The process unfolded over the coming weeks. I coordinated with the others and acquired flights from San Francisco into Cusco, Peru via Mexico City and Lima; flights home via Lima and New York City (??). We reserved a trek through a reputable, well-reviewed (and relatively cheap) company — a trek from Cusco to the top of Machu Picchu! For our time before, a suite in a hostel. Afterwards, a hotel. This trek had everything: mountain biking! Zip-lining! Hiking up mountains! Trudging through rain forests! Flying across raging rivers! Hot springs! Hydroelectric power! Trains! We’ll get to all of that in time! But first, the boring part…
I needed hiking gear. The weekend before the trip, I took a long, but beautiful drive down through Silicon Valley to the REI in Palo Alto, where I acquired brand new waterproof hiking shoes, ventilated hiking socks, a 30 liter backpack, an LED flashlight, bug spray, and Clif Bars, along with a fresh camera battery and another batch of foreign power adapters (Type C, for Europe, Asia, Africa and most of South America) at the nearby Fry’s Electronics. I was also recommended to get travel vaccinations, which I got at the immunization clinic near City Hall. I don’t care for shots (who does) but they weren’t as bad as I was expecting. Once all set there, I discovered that I dropped far more dinero on these provisions than I was expecting. Merry Christmas! At least many of them will come in handy on future adventures, I justified. Theoretically, at the rate in which I go on such adventures, they should last forever.

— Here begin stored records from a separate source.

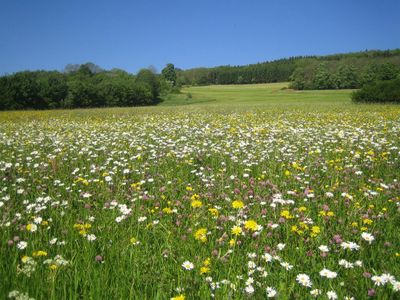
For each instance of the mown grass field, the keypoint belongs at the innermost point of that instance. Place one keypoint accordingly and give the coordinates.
(241, 192)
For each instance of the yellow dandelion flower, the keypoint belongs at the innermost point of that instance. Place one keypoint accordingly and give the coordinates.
(251, 225)
(53, 267)
(39, 253)
(196, 204)
(236, 230)
(200, 235)
(237, 204)
(214, 212)
(207, 262)
(286, 214)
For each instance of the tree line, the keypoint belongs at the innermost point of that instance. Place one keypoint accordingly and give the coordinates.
(339, 71)
(84, 85)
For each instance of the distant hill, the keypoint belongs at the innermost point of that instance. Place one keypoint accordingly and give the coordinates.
(348, 70)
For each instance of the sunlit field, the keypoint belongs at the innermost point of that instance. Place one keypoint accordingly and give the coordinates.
(238, 192)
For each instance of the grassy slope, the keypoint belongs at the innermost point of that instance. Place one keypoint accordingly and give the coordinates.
(256, 94)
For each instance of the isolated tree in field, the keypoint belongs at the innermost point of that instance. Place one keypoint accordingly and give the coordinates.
(169, 73)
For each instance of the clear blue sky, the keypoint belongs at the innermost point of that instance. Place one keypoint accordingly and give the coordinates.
(48, 34)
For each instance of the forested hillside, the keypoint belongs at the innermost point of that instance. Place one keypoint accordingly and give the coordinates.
(351, 70)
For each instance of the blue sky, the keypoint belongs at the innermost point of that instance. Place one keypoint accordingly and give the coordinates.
(44, 34)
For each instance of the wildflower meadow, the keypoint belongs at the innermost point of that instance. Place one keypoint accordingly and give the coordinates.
(172, 203)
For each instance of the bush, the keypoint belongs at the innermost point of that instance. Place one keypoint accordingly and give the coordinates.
(379, 91)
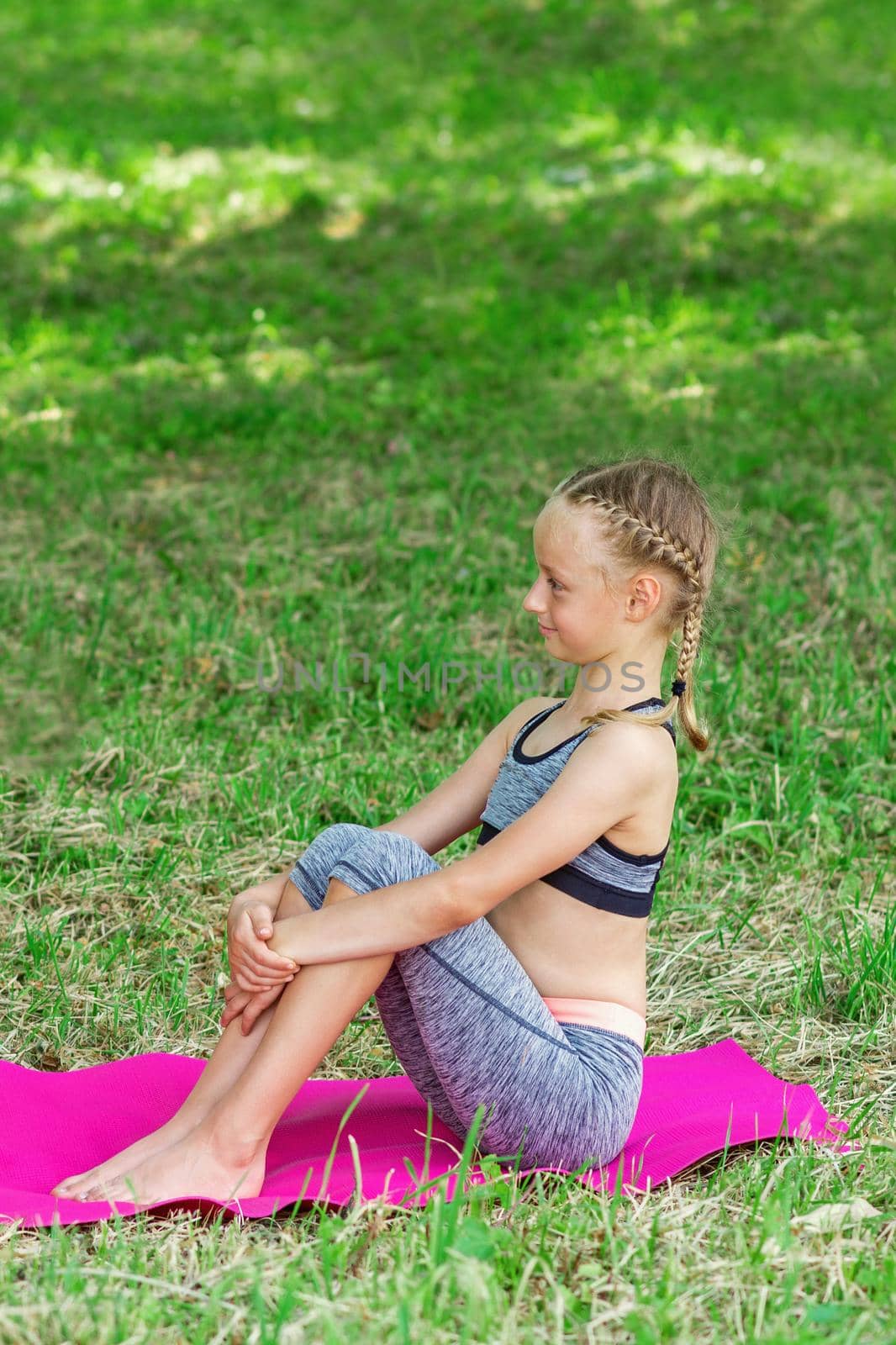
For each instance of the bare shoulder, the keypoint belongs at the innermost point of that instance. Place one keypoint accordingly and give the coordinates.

Psychologically, emotionally, even physically, I was less than prepared. Traveling abroad is always an ordeal, for better or worse. I was nervous about illness, about food, about the quality of our lodging, about how strenuous our hikes would be, among numerous minor thoughts. However, as the date of departure approached, I couldn’t help but get more and more excited. I’ve taken few spontaneous trips in my life but never one of this magnitude.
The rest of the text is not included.